Mis personajes siempre se enfrentan a sus mayores temores, que son también los míos y los de cualquiera: miedo al fracaso, o a la soledad, miedo a ser un mal padre, miedo a comprometerse…

Y, por supuesto, como todos los peruanos de mi generación, miedo a morir en la calle por la explosión de una bomba.

O a atravesar la noche en pleno toque de queda, a oscuras por un apagón y ser acribillado por un militar desconfiado.

O a ser secuestrado, encerrado en un zulo y ejecutado.

Donde yo crecí, todo eso formaba parte de la rutina.

Violencia: Instrucciones de uso

Durante los años ochenta, el enfrentamiento entre el grupo terrorista maoísta Sendero Luminoso y el Estado peruano produjo cerca de setenta mil muertes y desapariciones, y ahogó nuestra vida cotidiana en el caos y la violencia.

Ya en los noventa, cuando la guerra terminó y me hice adulto, uno de mis primeros trabajos fue el de “asesor de redacción” de la Defensoría del Pueblo. Escribía discursos para el Defensor, elaboraba notas de prensa de la institución, colaboraba en algunos informes e impartía cursos de redacción a los funcionarios.

En esos años, no se hablaba de la violencia en el país. Habíamos ganado los buenos. Punto. No quedaba más qué decir ni muchas ganas de volver al tema. Sin embargo, parte de la labor de la Defensoría del Pueblo consistía en crear un archivo documental sobre las violaciones de derechos humanos durante los años de fuego. En consecuencia, yo pasaba muchos días escarbando en la violencia, no solo la de Sendero, sino también la del Estado, la que se había cometido en nombre de gente como yo, para “salvarnos”. Con cierta frecuencia me tocaba viajar a Ayacucho, el epicentro de la antigua zona de emergencia. Ahí, todo el mundo consideraba que mi terrible infancia era un envidiable oasis de paz.

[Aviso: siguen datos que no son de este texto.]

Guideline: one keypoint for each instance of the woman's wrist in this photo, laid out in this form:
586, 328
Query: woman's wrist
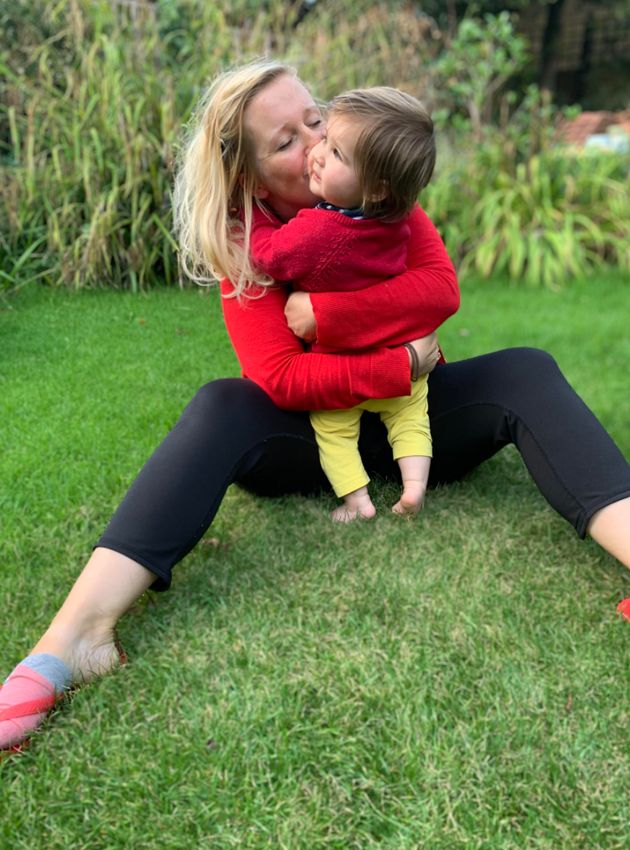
414, 361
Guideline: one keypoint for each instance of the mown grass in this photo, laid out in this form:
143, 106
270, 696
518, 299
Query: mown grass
458, 682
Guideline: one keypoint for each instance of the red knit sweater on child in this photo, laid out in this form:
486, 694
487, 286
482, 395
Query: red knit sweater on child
372, 323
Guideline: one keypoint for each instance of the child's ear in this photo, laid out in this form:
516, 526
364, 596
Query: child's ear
381, 192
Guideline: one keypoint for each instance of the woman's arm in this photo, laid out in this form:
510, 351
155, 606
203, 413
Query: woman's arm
272, 356
291, 250
410, 305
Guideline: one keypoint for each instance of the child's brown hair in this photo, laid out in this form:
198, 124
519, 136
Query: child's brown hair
395, 152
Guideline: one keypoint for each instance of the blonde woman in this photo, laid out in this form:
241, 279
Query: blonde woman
249, 144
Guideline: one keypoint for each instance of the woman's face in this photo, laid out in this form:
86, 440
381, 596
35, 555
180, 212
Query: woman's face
284, 123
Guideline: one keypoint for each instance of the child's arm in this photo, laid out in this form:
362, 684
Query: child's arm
408, 306
272, 356
289, 251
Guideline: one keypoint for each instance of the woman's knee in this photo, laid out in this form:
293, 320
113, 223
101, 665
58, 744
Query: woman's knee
226, 397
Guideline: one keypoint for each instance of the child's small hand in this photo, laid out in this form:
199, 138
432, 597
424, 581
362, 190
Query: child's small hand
300, 316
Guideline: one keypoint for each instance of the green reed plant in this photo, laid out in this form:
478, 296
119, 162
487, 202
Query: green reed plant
93, 96
557, 215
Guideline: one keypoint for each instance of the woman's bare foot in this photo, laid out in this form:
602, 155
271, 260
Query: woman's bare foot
356, 505
89, 655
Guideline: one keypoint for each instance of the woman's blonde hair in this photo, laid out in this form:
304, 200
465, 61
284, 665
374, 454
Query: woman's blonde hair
217, 177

Una mañana llegó a mis manos una denuncia contra las autoridades de la cárcel de Yanamayo, una de las más duras del país. El documento explicaba que efectivos policiales habían violado a las presas y luego también a los presos varones, empleando para la labor sus garrotes antidisturbios. Otras veces, recibía informes sobre masacres perpetradas por los terroristas con piedras y cuchillos. En pueblos como Lucanamarca, cerca de ochenta personas habían sido asesinadas de ese modo, cuerpo a cuerpo.

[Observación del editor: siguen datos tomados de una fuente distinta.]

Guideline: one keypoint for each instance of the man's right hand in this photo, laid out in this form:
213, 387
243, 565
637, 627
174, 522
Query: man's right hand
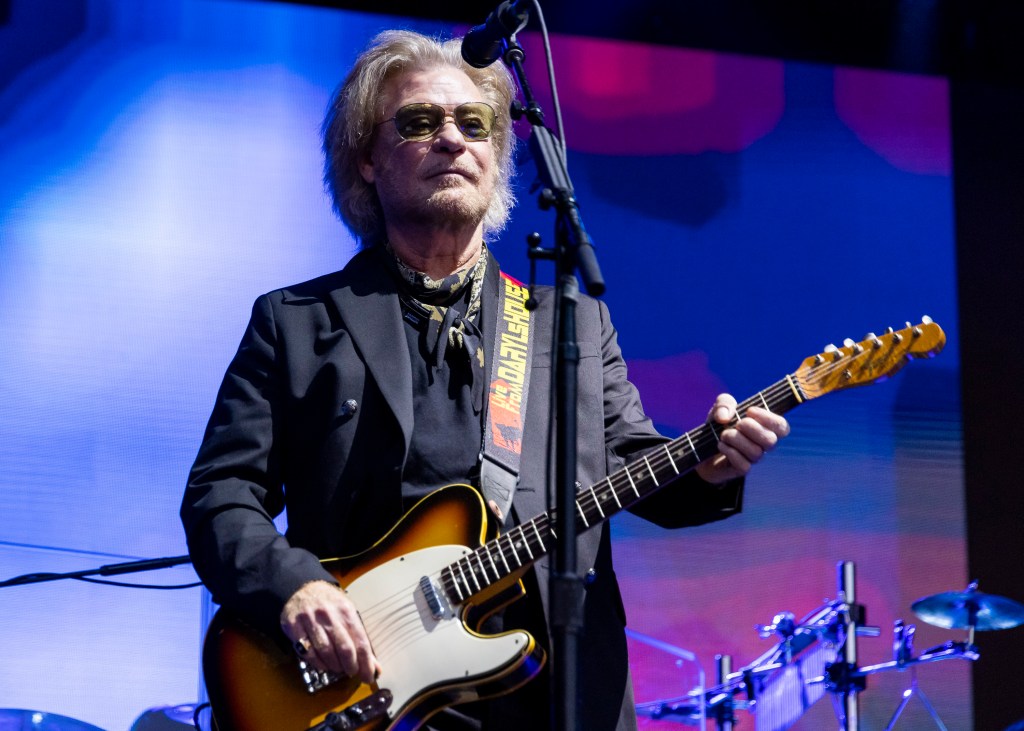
322, 618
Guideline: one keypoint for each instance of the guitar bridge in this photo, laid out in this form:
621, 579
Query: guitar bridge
357, 715
438, 607
313, 679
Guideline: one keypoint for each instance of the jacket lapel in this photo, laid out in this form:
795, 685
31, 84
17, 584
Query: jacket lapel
369, 306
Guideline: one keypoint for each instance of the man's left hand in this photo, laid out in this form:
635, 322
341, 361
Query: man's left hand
742, 443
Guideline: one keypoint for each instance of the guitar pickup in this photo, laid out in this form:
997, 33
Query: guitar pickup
313, 679
357, 715
435, 602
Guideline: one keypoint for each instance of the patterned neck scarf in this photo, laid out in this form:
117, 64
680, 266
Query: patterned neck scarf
446, 328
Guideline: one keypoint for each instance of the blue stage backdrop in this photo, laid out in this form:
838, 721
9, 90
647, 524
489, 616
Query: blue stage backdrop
161, 169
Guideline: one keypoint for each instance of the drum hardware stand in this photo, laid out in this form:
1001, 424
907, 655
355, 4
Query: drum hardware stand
842, 676
724, 714
838, 624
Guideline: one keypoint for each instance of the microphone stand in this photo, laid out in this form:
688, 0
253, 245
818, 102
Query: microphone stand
112, 569
572, 252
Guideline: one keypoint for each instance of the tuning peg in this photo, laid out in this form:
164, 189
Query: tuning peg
849, 343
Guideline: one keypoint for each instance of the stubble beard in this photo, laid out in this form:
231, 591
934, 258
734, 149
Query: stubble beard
449, 207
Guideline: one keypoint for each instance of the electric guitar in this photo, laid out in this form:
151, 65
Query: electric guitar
418, 587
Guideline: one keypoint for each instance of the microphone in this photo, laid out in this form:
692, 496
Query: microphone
484, 43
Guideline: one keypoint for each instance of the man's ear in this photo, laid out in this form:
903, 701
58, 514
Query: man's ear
367, 167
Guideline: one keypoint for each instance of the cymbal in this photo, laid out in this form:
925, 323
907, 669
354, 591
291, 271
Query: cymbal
962, 610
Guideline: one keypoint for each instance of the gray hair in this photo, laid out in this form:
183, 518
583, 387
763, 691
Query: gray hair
357, 105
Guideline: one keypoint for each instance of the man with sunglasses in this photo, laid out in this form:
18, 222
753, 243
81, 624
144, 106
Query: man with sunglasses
356, 394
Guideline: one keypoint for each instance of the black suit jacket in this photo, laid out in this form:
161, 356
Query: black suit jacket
280, 435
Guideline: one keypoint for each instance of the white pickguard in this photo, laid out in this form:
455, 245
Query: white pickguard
417, 651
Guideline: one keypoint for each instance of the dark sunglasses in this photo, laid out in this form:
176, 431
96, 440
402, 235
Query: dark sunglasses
423, 121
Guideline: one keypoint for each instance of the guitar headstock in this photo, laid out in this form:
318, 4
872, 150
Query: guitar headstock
870, 360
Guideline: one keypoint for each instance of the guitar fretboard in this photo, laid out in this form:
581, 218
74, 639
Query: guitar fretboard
525, 544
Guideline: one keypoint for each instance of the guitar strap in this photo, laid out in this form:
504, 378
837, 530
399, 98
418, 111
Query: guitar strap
506, 405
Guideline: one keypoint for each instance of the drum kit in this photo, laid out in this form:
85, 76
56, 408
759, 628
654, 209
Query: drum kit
813, 656
818, 655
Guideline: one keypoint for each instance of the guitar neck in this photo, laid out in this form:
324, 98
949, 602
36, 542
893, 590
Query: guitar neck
528, 542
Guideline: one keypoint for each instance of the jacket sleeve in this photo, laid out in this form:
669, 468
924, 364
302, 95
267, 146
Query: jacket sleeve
235, 488
630, 433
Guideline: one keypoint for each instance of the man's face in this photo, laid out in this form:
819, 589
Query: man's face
445, 180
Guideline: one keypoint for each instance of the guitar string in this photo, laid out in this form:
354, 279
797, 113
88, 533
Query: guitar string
658, 461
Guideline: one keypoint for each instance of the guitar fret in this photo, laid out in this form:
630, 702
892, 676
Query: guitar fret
483, 568
462, 578
539, 539
630, 477
614, 493
470, 573
486, 547
692, 448
649, 469
514, 552
525, 544
597, 503
672, 462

Mi trabajo con estos documentos consistía en corregir la ortografía y la puntuación, lo cual me hacía sentir como un mal chiste.

A partir de esas experiencias, en mi mente fue cobrando forma el personaje de un burócrata que solo fuese capaz de ver el mundo a través del papeleo oficial. Un hombre tragicómico, como mucha de la gente que yo conocía –como yo mismo–, que recibiese informes sobre descuartizamientos y se preocupase exclusivamente por el orden de los adjetivos. Quizá porque no sabía ver la realidad. Quizá porque no quería.

También comencé a pensar en asesinos en serie.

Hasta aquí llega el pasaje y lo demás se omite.